It must be at least six or seven years since you last purchased a copyright.  

I say if it buys peace of mind, it's worth it.


----------



## Jack of all trades (Jun 14, 2018)

Pelwrath said:


> Thank you all for your replies. I'm less worried about agents now but My first experience with beta's(non-good friend/family) is still in my mind. Let two beta my story and haven't heard boo in over a year. That's where the story being stolen came from.



Yeah. I had a couple bad beta reader experiences. But... ya gotta keep tryin', or else you might as well quit writing. 

Once you find a good beta reader, or two, keep them happy to keep reading and giving feedback. They're golden.


----------



## Jack of all trades (Jun 14, 2018)

The thing about a US copyright is you can't take someone to court over intellectual property theft without an official copyright. You can apply for one when (if) you actually need it, but you might have to pay extra to have the copyright process (which can take up to six months) rushed. The info on whether the court case can be heard before the process is complete is confusing. Some say yes, while others say no. All agree, however, that the copyright filing must be done before the court case filing.


----------



## Pelwrath (Jun 14, 2018)

Again, thankyou all. I’m on the paranoid side when all I should be is just cautious.


----------



## Jack of all trades (Jun 14, 2018)

Just to complete the copyright info for anyone interested, a few more points.

A copyright in the US a couple years ago cost $35 for a one author and one manuscript work, and $55 for joint writing and possibly a series (but I could be wrong about the series). If you pay with a credit card, there's a small fee, because the credit card transaction is handled by an external company, and not the US Copyright office. 

There's no need to print and mail the manuscript any more. In fact, that will cause a delay, if I recall correctly, in obtaining the copyright. It's electronic file transmission, these days, that's preferred.


----------



## Bayview (Jun 14, 2018)

Just for clarification - in any country that's a signatory to the Berne Convention (which most countries are) copyright exists as soon as the work is written down. The US has a bit of a weird system which acknowledges that authors have copyright without registration but nevertheless requires registration before the courts will do much to actually enforce the copyright.

In other countries, there's no need for registration.

But in just about every country, if you want the court to enforce your copyright you're going to need tens of thousands of dollars for legal fees, and the person/entity you're suing may or may not be financially viable enough to actually pay your court costs even if you win. For most of authors, registering copyright is a step in a direction it makes no financial sense to travel...


----------



## Jack of all trades (Jun 14, 2018)

Don't most publishers file for copyrights?


----------



## Bayview (Jun 14, 2018)

Jack of all trades said:


> Don't most publishers file for copyrights?

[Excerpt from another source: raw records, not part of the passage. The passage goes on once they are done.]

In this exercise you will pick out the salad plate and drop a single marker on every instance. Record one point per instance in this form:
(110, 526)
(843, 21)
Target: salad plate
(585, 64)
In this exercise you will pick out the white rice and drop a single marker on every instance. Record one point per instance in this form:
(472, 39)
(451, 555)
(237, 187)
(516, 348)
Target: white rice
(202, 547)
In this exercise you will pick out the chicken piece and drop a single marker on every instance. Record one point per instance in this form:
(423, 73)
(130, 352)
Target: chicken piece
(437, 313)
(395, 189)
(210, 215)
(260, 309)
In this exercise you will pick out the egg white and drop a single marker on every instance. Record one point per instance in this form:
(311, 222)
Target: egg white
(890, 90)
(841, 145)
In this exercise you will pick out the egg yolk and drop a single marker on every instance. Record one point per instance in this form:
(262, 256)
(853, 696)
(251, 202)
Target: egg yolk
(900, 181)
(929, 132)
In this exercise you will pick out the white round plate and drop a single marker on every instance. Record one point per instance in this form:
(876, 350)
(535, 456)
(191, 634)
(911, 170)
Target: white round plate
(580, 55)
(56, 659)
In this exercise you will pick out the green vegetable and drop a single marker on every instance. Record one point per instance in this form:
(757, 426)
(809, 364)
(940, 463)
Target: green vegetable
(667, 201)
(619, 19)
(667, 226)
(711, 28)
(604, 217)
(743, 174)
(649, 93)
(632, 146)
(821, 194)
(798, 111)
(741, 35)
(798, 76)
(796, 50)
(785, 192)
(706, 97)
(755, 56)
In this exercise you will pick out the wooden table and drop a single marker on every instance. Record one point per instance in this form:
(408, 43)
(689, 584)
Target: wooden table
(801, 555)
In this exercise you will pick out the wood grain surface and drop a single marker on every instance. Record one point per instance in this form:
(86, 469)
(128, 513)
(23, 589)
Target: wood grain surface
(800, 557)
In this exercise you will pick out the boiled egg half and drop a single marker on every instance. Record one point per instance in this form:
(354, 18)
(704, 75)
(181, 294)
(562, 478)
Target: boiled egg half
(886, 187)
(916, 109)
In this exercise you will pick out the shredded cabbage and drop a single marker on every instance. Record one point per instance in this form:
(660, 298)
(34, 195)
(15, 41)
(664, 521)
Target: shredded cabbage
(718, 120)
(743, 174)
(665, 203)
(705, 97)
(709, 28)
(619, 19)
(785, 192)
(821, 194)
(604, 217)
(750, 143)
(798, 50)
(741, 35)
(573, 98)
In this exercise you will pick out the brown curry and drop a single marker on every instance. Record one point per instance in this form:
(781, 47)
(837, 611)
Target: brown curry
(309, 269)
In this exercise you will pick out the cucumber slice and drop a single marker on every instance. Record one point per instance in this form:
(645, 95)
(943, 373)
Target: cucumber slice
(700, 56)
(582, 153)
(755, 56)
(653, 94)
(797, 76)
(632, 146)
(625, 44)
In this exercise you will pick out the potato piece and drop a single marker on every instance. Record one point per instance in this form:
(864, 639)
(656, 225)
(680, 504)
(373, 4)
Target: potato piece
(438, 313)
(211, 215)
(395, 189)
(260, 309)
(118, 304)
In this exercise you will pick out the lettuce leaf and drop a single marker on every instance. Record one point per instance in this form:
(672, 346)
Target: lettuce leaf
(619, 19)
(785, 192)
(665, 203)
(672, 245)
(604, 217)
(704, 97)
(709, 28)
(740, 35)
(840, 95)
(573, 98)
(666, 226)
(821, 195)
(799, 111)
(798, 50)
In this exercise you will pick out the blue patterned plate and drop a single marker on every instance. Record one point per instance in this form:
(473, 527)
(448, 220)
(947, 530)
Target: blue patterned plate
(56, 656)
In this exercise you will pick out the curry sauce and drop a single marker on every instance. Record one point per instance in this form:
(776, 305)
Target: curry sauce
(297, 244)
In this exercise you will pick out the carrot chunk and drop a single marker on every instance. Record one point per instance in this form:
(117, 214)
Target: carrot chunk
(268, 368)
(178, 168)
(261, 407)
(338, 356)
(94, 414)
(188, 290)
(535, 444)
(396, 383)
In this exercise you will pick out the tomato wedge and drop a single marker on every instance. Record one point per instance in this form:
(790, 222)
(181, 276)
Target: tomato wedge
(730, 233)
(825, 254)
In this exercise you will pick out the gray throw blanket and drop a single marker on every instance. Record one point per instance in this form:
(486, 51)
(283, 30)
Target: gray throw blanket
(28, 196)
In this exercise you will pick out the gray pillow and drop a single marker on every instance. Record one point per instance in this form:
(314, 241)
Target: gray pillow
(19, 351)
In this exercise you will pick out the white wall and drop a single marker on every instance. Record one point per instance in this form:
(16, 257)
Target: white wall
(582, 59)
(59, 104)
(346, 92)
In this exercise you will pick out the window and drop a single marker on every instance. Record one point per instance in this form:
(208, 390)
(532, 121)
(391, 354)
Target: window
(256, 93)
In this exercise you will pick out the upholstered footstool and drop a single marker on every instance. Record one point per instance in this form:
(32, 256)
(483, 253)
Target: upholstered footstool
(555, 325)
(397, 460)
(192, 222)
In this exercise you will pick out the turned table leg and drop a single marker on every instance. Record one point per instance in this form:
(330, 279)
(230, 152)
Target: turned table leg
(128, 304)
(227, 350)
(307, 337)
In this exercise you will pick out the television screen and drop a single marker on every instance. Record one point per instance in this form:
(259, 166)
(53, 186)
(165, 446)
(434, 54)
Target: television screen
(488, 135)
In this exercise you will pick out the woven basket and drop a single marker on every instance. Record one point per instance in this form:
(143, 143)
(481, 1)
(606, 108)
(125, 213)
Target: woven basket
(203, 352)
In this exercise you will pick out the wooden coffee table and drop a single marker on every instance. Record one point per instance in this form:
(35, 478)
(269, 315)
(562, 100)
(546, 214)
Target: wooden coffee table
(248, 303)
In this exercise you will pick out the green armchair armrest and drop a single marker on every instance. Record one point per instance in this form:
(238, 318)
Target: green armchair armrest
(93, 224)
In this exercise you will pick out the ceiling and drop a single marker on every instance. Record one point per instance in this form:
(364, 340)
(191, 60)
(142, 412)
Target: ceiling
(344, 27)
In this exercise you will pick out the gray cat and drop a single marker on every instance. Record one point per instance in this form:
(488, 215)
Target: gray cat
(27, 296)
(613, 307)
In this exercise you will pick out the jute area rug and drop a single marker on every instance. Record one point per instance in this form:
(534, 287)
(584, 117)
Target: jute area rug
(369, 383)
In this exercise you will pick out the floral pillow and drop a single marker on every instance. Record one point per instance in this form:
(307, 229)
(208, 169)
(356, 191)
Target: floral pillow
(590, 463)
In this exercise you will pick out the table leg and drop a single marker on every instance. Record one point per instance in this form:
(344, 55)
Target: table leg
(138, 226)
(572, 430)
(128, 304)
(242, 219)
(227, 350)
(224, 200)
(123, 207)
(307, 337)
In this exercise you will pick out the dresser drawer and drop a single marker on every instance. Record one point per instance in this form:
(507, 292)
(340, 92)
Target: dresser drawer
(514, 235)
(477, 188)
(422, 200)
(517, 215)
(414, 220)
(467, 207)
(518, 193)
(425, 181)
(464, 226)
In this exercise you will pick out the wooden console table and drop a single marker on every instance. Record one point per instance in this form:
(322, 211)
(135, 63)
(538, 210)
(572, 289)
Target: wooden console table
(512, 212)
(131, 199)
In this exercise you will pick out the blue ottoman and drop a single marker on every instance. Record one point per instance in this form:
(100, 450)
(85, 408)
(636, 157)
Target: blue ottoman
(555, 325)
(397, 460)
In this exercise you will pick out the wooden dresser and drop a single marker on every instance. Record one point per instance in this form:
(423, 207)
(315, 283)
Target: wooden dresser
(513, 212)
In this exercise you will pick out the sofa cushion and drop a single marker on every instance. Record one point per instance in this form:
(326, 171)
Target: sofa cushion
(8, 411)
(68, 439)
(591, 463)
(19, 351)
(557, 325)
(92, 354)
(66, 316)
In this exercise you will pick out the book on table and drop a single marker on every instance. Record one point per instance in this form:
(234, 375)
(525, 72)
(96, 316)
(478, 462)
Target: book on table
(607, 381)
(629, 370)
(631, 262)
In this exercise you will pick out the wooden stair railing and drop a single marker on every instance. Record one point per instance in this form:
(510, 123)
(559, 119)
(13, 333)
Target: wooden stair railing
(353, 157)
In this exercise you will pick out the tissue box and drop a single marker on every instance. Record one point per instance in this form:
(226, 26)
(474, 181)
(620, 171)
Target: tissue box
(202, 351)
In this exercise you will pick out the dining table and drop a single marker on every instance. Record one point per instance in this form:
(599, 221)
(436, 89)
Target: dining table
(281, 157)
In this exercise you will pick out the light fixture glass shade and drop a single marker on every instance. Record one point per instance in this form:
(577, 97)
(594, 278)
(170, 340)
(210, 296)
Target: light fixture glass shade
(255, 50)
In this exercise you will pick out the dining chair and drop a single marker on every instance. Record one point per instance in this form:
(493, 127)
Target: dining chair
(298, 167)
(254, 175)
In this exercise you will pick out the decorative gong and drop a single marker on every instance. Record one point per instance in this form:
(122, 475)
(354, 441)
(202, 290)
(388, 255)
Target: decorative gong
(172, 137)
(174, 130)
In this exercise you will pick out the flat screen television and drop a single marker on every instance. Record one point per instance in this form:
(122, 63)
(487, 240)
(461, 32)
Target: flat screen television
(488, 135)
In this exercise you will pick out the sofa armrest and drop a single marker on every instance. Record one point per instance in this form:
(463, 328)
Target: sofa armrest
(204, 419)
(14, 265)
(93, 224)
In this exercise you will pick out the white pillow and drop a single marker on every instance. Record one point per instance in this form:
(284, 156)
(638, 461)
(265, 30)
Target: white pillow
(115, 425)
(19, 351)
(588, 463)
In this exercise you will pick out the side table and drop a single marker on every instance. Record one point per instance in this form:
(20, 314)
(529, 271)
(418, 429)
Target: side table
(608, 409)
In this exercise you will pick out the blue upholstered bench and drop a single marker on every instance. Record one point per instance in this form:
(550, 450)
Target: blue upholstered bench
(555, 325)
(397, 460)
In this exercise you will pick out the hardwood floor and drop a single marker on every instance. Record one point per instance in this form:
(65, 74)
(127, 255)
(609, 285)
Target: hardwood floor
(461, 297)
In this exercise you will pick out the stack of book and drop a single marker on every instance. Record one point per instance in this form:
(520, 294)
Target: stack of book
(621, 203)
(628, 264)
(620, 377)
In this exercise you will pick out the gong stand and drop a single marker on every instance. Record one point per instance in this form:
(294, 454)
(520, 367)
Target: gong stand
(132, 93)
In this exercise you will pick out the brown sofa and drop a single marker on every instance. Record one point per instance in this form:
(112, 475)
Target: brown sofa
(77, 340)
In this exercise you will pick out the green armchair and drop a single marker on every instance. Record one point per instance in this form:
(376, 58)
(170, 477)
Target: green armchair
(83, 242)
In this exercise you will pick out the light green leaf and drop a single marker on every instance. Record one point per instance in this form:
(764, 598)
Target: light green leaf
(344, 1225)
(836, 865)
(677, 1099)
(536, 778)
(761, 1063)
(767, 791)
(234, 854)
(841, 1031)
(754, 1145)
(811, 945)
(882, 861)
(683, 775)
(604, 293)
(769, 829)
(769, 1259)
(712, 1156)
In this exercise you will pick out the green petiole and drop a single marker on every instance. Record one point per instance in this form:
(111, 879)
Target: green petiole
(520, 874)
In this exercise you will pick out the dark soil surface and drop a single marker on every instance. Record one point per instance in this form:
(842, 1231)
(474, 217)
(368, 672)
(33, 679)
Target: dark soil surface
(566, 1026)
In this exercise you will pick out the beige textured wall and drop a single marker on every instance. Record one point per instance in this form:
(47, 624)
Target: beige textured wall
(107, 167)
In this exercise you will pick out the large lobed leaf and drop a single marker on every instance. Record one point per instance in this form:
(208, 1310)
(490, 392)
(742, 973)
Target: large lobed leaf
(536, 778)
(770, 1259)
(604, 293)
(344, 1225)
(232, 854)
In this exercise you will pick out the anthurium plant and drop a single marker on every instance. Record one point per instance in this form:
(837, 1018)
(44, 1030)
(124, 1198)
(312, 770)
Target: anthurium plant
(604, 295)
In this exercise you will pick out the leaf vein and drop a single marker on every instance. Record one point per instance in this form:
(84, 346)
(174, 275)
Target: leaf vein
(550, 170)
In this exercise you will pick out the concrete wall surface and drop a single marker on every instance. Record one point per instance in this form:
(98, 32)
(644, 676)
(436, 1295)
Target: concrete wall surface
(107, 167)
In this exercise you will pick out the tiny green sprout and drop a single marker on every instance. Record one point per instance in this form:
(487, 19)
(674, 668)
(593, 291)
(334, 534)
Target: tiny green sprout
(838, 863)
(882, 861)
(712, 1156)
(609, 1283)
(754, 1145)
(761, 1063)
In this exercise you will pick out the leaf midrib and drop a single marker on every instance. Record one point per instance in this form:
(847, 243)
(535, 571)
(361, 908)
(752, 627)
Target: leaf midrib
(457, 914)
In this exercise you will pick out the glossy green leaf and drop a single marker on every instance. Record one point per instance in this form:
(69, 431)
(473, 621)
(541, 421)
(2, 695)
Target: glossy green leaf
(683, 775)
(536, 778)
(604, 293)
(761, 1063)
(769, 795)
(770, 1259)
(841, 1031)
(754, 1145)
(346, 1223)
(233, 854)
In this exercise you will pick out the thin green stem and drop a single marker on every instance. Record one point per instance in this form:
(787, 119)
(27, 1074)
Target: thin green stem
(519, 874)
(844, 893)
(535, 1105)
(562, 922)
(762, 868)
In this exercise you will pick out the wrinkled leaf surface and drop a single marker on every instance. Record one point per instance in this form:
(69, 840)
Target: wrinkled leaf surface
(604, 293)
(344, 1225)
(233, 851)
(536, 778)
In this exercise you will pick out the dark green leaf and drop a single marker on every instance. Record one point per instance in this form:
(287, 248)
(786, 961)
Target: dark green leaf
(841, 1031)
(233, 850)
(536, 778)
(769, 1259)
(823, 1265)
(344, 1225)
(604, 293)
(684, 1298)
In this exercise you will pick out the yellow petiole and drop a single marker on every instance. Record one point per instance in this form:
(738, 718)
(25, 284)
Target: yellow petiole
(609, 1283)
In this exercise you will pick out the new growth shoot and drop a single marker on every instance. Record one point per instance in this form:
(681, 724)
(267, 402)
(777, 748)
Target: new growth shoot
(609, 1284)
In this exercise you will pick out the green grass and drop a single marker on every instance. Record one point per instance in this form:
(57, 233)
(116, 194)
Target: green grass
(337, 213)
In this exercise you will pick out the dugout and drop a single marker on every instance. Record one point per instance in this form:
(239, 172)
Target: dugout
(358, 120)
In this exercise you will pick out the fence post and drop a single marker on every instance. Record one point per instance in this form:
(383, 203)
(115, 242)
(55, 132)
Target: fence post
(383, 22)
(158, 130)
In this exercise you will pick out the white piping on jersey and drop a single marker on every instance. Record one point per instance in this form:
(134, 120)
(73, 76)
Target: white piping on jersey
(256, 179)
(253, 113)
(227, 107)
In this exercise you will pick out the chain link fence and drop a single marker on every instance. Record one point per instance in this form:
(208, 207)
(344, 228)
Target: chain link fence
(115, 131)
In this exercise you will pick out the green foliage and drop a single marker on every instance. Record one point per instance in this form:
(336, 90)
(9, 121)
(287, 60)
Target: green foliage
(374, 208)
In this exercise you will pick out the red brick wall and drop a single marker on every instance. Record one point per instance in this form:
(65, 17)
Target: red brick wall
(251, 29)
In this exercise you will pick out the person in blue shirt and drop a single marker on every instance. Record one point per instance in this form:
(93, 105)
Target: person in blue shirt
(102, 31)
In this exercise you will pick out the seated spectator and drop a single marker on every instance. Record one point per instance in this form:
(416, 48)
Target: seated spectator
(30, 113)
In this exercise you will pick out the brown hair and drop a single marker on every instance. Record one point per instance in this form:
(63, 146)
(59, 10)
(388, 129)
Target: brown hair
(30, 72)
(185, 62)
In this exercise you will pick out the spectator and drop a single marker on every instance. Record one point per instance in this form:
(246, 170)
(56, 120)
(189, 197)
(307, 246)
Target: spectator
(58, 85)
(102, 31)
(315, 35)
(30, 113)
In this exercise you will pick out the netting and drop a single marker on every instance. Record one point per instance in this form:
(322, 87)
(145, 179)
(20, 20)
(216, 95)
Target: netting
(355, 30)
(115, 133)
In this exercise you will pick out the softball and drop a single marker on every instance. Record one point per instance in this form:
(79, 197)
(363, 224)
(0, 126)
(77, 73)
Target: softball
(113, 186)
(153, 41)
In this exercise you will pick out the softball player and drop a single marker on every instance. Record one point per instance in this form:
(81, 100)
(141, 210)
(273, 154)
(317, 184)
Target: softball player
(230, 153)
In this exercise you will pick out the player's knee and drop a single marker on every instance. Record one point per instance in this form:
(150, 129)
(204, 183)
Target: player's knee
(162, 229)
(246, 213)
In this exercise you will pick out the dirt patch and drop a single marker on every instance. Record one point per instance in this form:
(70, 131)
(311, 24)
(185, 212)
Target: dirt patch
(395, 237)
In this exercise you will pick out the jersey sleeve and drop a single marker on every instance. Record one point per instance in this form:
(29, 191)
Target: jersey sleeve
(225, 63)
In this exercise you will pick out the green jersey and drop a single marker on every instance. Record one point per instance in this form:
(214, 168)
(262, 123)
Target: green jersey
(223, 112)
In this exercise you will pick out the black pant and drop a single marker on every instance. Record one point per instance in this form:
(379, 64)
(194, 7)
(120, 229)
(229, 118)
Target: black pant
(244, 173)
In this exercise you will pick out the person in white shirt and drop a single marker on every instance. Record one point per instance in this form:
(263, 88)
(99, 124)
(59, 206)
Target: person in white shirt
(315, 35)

Register copyright on the author's behalf, you mean?

Yeah, I think most do. And at least some of them have deep enough pockets to follow through if there's need for court involvement. I was talking more about self-published stuff.


----------



## Jack of all trades (Jun 14, 2018)

Bayview said:


> Register copyright on the author's behalf, you mean?
> 
> Yeah, I think most do. And at least some of them have deep enough pockets to follow through if there's need for court involvement. I was talking more about self-published stuff.



Is it really on the author's behalf? Or the publishing company's?

If there is a dispute over something really big, there would be lawyers willing to take the case for a share of the award. They take the risk. It happened just recently with Star Trek and the Axanar lawsuit.


----------



## Bayview (Jun 14, 2018)

Jack of all trades said:


> Is it really on the author's behalf? Or the publishing company's?
> 
> If there is a dispute over something really big, there would be lawyers willing to take the case for a share of the award. They take the risk. It happened just recently with Star Trek and the Axanar lawsuit.



The publishing company doesn't hold copyright, not unless the company is VERY unethical and the author VERY gullible (or if the writing was work-for-hire). So there's no way for a publishing company to register copyright except for on behalf of the author.

And, yes, if there's enough money involved lawyers may work on a contingency basis, but also if there's enough money involved the author wouldn't NEED the lawyers to work on a contingency basis. But even if there's a lot of money involved, the defendant(s) may be judgment-proof, either due to being in a different jurisdiction where court orders won't be enforced or due to having insufficient assets. And if a law firm that was thinking about working on a contingency discovers that the defendant is judgment-proof, they'll likely stop working.

For the vast majority of authors, the cost of a copyright infringement lawsuit is prohibitive.


----------



## Ralph Rotten (Jun 16, 2018)

Bullets and adult diapers are cheaper than lawyers.


----------